TRIBUNNEWS.COM - Kedatangan FIFA di Indonesia bertujuan untuk mereparasi BRI Liga 1 yang selama ini digelar carut marut.
Tragedi Kanjuruhan menjadi contoh bagaimana tidak profesionalnya kualitas Liga di Indonesia hingga membuat FIFA turun tangan.
FIFA ingin memperbaiki wajah sepakbola Indonesia setelah Tragedi Kanjuruhan yang membuat Liga Indonesia dipandang negatif oleh dunia.
Baca juga: Liga 1: Hanno Behrens Bilang Suporter Harus Saling Baik Satu Sama Lain
Mulai dari kualitas stadion, peraturan penyelenggaraan pertandingan, hingga penggunaan VAR di BRI Liga 1 menjadi saran yang ditekankan FIFA untuk mereparasi kualitas liga.
Penggunan video assistant referee (VAR) menjadi hal yang patut untuk disorot.
VAR diciptakan untuk mengurangi keputusan-keputusan wasit yang dianggap kontroversial, terutama terkait dengan offside, handball, penalti, atau pelanggaran yang terlewat.
Penggunaan VAR merupakan metode yang pertama kali diimplemantasikan FIFA pada Piala Dunia 2018 di Rusia dan terus digunakan hingga sekarang, baik di sepak bola asia ataupun eropa.

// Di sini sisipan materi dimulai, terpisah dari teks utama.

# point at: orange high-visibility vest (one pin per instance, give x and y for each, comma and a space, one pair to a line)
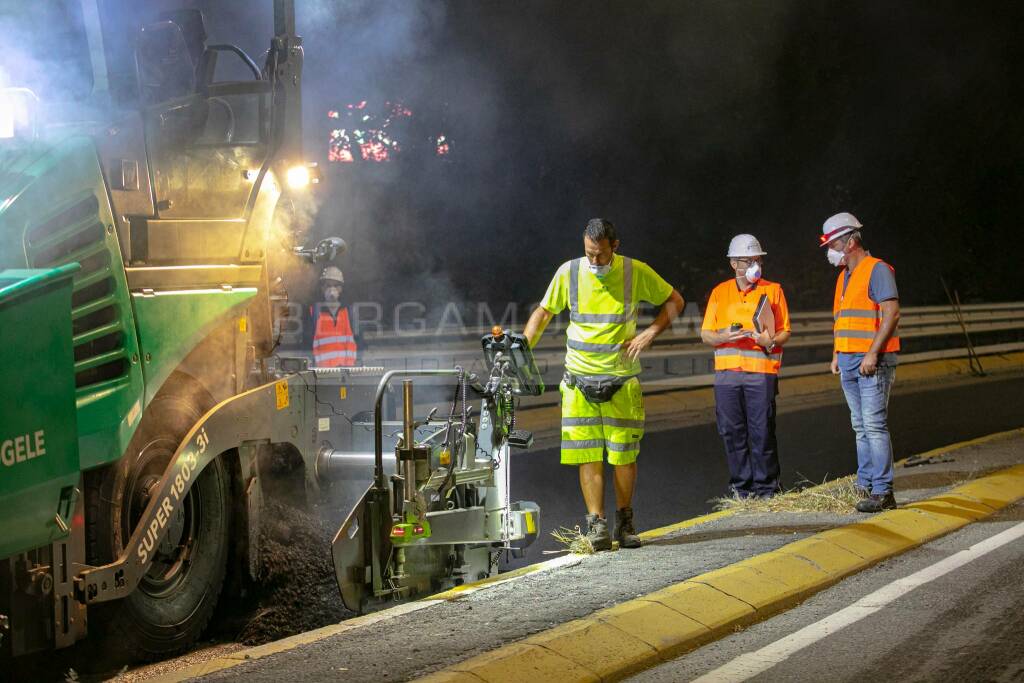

Adanya VAR jelas dapat membantu kinerja tiga wasit dilapangan agar mampu memimpin jalannya pertandingan dengan adil dan sesuai dengan peraturan yang berlaku.
Jika membandingkan dengan liga tetangga di Asean, jelas Indonesia telah tertinggal.
Thailand, Vietnam, dan Malaysia, ketiga liga di negara tersebut sudah menggunakan teknologi VAR sejak lama.
Meskipun banyak terjadi kendala hingga beberapa kali berakibat pada pembatalan.
Namun setidaknya, keinginan untuk memperbaiki kualitas wasit dan liga terpancar dari federasi mereka yang begitu antusias dengan menerapkan teknologi VAR.
Baca juga: Thomas Doll Beri Kode Persija Ujicoba Lawan Klub Liga 1, Berharap Persib Tapi Tidak Mungkin
PSSI sebagai federasi yang berwenang sebenarnya telah membeberkan rencana untuk menerapkan teknologi VAR di Liga Indonesia sejak musim 2020/2021.
Namun, dilansir dari laman resmi PSSI, rencana tersebut dibatalkan dengan alasan kurangnya sumber daya manusia yang dimiliki oleh PSSI.